Em sua reformulação do passado, Mateus justifica o porquê da hierarquização de profissionais liberais para representar os moradores diante do Estado. O poder de barganha popular estava calcado na influência que os representantes populares poderiam ter diante do poder público. Assim, as SABs eram “constituídas, em geral, por uma incipiente classe média do bairro – pequenos comerciantes, funcionários públicos, militares de baixo escalão, professores primários, um ou outro profissional liberal” (Sposito, 2002, p. 222). Apesar desta hierarquização interna entre os habitantes de Ermelino Matarazzo, as reivindicações ao poder público eram tomadas em uma posição classista, isto é, era a classe trabalhadora se organizando em busca de direitos como moradores de uma localização carente de infraestrutura. Na verdade, como se constata em Ermelino Matarazzo, a mobilização neste período foi de grande importância para a consolidação do distrito. Houve, por exemplo, a aproximação das SABs de Ermelino com o governador Carvalho Pinto (1959-1963), como indica Mateus, para conseguir estabelecimentos escolares para a região. Naquele período, pós-janismo, foram instaladas três escolas estaduais no distrito de Ermelino Matarazzo, com destaque à escola Condessa Filomena Matarazzo, que oferecia o Curso Clássico/Científico, o equivalente ao Ensino Médio atual. Uma escola secundária na periferia na década de 1960 revela um vanguardismo na educação local (Sposito, 2010).
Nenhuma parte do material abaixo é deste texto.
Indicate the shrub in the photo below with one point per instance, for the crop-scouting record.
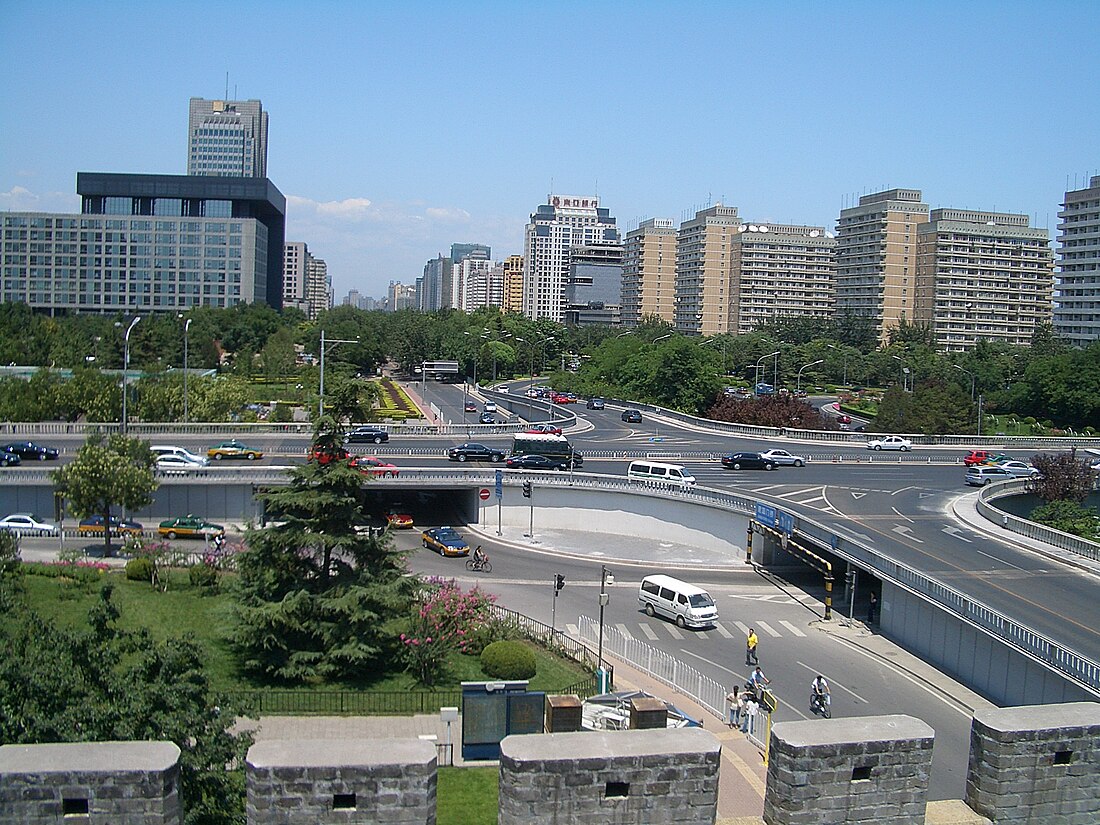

Para Duarte (2010), as SABs “eram parte de uma rede que compunha um fortíssimo e multifacetado movimento social no pós-guerra, que incluía também outras organizações de bairro, como clubes de futebol, dança, associações musicais” (Duarte, 2010, p.253). O autor questiona o não uso histórico da categoria “movimentos sociais” para as SABs, muitas vezes não definidas como tal na literatura sobre o tema. Em Ermelino Matarazzo, as SABs tiveram importante papel na instalação das escolas públicas desde 1956, inclusive no período da ditadura. De 1956 a 1964, foram instaladas quatro escolas públicas, incluindo uma de Segundo Grau (antigo Ensino Médio), e no período da ditadura, foram seis estabelecimentos (Dantas & Perosa, 2012). Estes dados demonstram a complexidade da participação política destes moradores na esfera local. Além da educação, Carvalho Pinto foi associado ao tempo em que a água encanada chegou a Ermelino como relembra Marcelo: Aí, na época do Carvalho Pinto que veio a água. [Antes da água encanada] Fazia os poços, tinha a água, depois secava, afundava mais, depois desbarrancava. Era uma tristeza. Depois eu pus bomba com luz elétrica, tirava água naquela manivela. Na Vila Matarazzo, eu tinha água, nós pegávamos água do Tietê e tinha um tratamento de água. Naquela ocasião, fazia tratamento dessa água, mas o Tietê era limpo praticamente né. Mas tinha que passar numa pedra de carvão, depois alguns produtos químicos, cloro, etc, porque servia para beber. A vila toda era abastecida pela água ali do Matarazzo.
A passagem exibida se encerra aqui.